The U.S. has in recent weeks had no choice but to drop everything to fight the coronavirus, and entrenched medtechs, smaller players and heavyweight manufacturers outside the industry have pivoted into crisis-response mode.
Demand for diagnostic tests, respiratory devices and personal protective equipment is swelling. Speeding that crush of products to market, both by securing government funding and ensuring compliance with rapidly evolving emergency guidance, is an urgent priority for regulators and the regulated alike — many of whom don't necessarily have prior experience working on emergency use authorization requests.
A range of companies are well placed to contribute to the pandemic response efforts, said Aaron Josephson, a senior director at ML Strategies and former senior policy advisor in FDA's Center for Devices and Radiological Health.
"In some cases, it's just making some adjustments to their current processes, and in other cases, I'm seeing companies say 'we're going to put our main focus on hold and and turn our attention to this.'"
All the while, FDA has been churning out policy updates.
Prior to an official HHS declaration of a public health emergency Jan. 31, the agency communicated about collaborating with diagnostic developers potentially interested in pursuing a not-yet-available emergency use authorization for tests to detect what was then referred to as 'nCoV-2019.'
Since then, FDA has paused most foreign and domestic inspections, weighed in on how to carry out clinical trials and adverse event reporting during the outbreak, and one by one issued emergency guidance lowering barriers to use for diagnostic tests, remote monitoring devices, face masks and respirators, ventilators and other respiratory devices and disinfectant devices.
"I've seen FDA do things in this space that I couldn't believe," said Dennis Gucciardo, a partner at Morgan Lewis.
"The fact that FDA is willing to allow a company to distribute a diagnostic test that hasn't been fully reviewed and approved by FDA is something that is kind of mind-numbing in the larger scheme, but clearly the public benefit outweighs the potential risks."
Compared to FDA's more standard "iceberg" type of movements, the pace at which the agency has been sharing new thinking requires a different level of adeptness, Gucciardo said.
"In this current environment, you kind of have to throw out the current rules of the game because FDA is moving at hyper-lightspeed. Advice that I may have given in the morning under the current FDA regime, by the afternoon it could have been expired because FDA has issued an enforcement policy."
Beyond COVID-19 tests and equipment
Regardless of whether a medtech aims to get directly involved in coronavirus response, changes at the agency as it allocates resources to pandemic response and aims to keep staff safe will inevitably affect other device review processes in several ways.
For starters, the agency is dealing with realities like having to move meetings with industry to teleconferences and simply making the transition like so many other American workplaces to having most of its staff work from home.
"Just as a society in general, we have to expect that there's going to be a slowdown because everyone's working remotely," Gucciardo said.
Social distancing is disrupting clinical trials timelines and other planned testing, requiring heightened communication from device makers and flexibility from the agency.
Public workshops and advisory committee meetings, including those regarding premarket approval submissions like TransMedics' heart transplant preservation system, are being pushed back.
Particularly for companies that had a PMA submission in the pipeline, the postponement to most inspections for the time being is likely to impede the FDA's ability to carry out a pre-approval inspection of a facility that manufactures critical components.

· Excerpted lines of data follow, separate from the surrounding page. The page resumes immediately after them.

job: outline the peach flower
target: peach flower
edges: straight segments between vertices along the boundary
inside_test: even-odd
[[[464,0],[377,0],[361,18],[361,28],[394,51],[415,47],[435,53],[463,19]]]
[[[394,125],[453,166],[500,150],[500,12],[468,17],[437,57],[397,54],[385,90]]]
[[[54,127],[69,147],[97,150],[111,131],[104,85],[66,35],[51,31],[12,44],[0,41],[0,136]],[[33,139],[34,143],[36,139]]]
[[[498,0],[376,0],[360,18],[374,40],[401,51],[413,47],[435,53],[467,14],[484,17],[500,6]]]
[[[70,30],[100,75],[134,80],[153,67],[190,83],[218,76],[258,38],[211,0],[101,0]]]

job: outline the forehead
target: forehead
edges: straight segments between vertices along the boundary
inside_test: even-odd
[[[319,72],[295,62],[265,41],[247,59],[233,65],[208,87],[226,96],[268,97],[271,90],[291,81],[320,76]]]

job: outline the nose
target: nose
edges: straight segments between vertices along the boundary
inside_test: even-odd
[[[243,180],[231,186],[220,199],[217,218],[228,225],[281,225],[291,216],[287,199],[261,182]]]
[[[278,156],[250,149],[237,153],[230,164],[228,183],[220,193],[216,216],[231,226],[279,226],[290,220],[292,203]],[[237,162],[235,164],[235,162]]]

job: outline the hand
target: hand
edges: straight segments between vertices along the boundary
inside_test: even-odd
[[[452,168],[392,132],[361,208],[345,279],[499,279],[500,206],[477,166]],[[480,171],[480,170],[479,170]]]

That hangup could result in delayed launches for high-risk products, said Sonali Gunawardhana, of counsel at Shook, Hardy & Bacon and a former regulatory counsel in CDRH.
It's an issue that has the potential to cut across therapeutic areas and device types. "I think that this is discriminating equally," said Mike Heyl, a partner at Hogan Lovells.
However, uneven pressures on various review groups' staff may be a point of differentiation, Heyl said. Immunology device makers or in vitro diagnostic manufacturers with pending marketing applications, for example, could see delays as more staff are pulled into coronavirus-related product reviews.
"A lot of review teams might have gotten certain people pulled to work on these emergency use authorizations even though they're not traditionally part of the review team that reviews those types of products," Gunawardhana said. "I think most manufacturers know that things that they were relying on may not come in the timeframe they expected, but I think the agency is probably doing their best to meet all those other obligations."
It's possible the uptick in EUA work could be partly countered by a lower rate of other new premarket submissions as manufacturers consider economic uncertainty, Gucciardo said. And FDA will still be aiming to hue to review timelines set forth by the medical device user fee law, particularly as MDUFA reauthorization negotiations loom.
A public meeting on recommendations for the reauthorization, now happening as a webcast, was rescheduled this week for May 5.